The study introduces a novel method combining impurity spectroscopy with machine learning to infer complex Hamiltonian parameters in topological superconductors, including superconducting order features.

Findings

Machine learning can extract exchange modulations from impurity data.

Harmonic expansion with neural networks infers superconducting features.

The approach outperforms conventional architectures in certain parameter inferences.

Abstract

Extracting Hamiltonian parameters from available experimental data is a challenge in quantum materials. In particular, real-space spectroscopy methods such as scanning tunneling spectroscopy allow probing electronic states with atomic resolution, yet even in those instances extracting effective Hamiltonian is an open challenge. Here we show that impurity states in modulated systems provide a promising approach to extracting non-trivial Hamiltonian parameters of a quantum material. We show that by combining the real-space spectroscopy of different impurity locations in a moire topological superconductor, modulations of exchange and superconducting parameters can be inferred via machine learning.
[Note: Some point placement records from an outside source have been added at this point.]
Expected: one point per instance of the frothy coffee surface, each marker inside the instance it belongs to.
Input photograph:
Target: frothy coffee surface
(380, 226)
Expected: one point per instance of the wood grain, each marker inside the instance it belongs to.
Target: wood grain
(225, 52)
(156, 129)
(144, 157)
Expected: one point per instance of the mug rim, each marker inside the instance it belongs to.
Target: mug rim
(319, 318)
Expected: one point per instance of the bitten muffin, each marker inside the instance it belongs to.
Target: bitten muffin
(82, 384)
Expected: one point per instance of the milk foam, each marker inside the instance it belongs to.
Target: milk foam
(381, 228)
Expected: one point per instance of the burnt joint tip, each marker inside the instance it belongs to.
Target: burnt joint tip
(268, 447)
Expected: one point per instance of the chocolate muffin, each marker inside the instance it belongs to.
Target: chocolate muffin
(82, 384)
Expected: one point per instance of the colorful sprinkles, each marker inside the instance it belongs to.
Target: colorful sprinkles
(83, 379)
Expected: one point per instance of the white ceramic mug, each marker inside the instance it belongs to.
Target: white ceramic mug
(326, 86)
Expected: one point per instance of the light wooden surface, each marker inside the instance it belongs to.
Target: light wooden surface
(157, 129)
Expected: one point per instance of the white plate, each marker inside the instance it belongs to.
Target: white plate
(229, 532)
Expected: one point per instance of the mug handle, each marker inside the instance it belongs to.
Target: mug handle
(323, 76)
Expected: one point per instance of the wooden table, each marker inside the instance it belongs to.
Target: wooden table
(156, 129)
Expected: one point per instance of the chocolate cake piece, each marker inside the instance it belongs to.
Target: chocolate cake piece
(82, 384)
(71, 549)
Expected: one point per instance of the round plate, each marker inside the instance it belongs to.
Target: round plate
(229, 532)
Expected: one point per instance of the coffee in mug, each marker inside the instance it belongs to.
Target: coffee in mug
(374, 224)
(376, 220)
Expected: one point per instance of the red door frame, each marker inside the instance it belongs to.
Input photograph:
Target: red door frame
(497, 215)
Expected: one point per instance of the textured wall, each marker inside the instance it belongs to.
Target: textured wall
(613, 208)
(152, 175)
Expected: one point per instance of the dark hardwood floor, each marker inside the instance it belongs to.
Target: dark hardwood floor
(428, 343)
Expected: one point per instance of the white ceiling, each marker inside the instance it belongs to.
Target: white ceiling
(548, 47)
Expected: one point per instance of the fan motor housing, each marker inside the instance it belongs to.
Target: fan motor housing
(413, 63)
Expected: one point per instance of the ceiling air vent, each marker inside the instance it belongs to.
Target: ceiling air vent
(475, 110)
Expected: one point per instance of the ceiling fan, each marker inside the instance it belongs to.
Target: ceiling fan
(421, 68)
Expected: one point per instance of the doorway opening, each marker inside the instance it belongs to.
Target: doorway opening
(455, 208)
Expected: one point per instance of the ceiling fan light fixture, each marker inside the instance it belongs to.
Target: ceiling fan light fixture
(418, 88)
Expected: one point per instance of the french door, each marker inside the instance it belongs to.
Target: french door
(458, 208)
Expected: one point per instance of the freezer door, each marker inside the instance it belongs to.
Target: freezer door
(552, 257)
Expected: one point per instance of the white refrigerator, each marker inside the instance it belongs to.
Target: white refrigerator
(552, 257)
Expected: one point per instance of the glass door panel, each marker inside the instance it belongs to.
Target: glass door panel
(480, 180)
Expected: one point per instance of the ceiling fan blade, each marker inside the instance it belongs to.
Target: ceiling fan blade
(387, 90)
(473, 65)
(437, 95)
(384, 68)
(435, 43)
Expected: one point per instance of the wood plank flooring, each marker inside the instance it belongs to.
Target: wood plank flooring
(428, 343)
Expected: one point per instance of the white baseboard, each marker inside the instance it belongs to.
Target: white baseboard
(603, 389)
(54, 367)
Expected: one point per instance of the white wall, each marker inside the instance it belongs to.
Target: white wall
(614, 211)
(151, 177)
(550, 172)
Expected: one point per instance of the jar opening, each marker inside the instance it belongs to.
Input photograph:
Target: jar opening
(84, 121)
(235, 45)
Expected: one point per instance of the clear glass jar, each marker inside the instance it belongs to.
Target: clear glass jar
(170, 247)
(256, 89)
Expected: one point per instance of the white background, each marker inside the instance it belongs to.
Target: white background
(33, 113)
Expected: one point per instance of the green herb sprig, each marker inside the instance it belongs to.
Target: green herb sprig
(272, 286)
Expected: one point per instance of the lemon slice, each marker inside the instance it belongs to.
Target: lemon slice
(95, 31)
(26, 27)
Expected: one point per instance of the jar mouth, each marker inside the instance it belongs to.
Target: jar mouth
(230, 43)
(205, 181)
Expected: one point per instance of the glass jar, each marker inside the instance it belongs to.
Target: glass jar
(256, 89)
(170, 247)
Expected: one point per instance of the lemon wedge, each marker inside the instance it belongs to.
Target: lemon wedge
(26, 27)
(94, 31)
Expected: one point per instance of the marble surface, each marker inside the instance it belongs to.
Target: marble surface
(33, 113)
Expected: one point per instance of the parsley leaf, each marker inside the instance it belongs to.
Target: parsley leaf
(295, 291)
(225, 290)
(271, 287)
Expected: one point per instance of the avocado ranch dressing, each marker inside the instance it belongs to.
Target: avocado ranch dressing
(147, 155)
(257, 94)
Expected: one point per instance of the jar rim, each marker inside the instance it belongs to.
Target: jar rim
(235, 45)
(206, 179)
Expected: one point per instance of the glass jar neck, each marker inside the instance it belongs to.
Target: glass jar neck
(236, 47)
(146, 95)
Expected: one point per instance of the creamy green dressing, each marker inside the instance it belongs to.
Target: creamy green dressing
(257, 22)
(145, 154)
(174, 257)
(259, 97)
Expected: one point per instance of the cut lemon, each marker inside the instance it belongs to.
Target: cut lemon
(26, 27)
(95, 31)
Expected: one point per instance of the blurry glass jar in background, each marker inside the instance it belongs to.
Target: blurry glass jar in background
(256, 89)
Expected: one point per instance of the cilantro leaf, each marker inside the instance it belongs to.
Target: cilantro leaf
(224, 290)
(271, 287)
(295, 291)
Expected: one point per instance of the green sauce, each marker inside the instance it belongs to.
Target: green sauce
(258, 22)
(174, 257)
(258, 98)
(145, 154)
We demonstrate our strategy with a physically-inspired harmonic expansion combined with a fully-connected neural network that we benchmark against a conventional convolutional architecture. We show that while both approaches allow extracting exchange modulations, only the former approach allows inferring the features of the superconducting order. Our results demonstrate the potential of machine learning methods to extract Hamiltonian parameters by real-space impurity spectroscopy as local probes of a topological state.